Mit ihrem REPowerEU-Plan hat die Europäische Kommission das Ziel, bis 2030 5,6 Millionen Tonnen erneuerbaren Wasserstoff in der EU zu produzieren, auf 10 Millionen Tonnen erhöht. Zusätzlich sollen weitere 10 Millionen Tonnen erneuerbarer Wasserstoff aus Drittländern importiert werden. Diese Ziele sind ehrgeizig, aber wohl notwendig, um die Klimaziele zu erreichen. Vor diesem Hintergrund sprechen gute Gründe dafür, es den Wasserstoffherstellern leichter zu machen, erneuerbaren Wasserstoff zu produzieren. Mit den strengen Regeln für die Anforderungen an die Zusätzlichkeit und die gleichzeitige Erzeugung von erneuerbaren Energien scheint das Produktionsziel bis 2030 sehr ehrgeizig, wenn nicht sogar unmöglich zu erreichen. 

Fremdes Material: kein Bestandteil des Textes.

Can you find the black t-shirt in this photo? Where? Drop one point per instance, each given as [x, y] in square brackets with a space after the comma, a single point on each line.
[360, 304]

Einige Interessengruppen haben bereits Erklärungen abgegeben, dass die Anforderungen zu streng seien und dass die delegierte Verordnung den Ausbau der Produktionskapazitäten für erneuerbaren Wasserstoff behindern werde, anstatt ihn zu erleichtern. Es bleibt abzuwarten, ob der öffentliche Konsultationsprozess zu Änderungen des Entwurfs der delegierten Verordnung führt.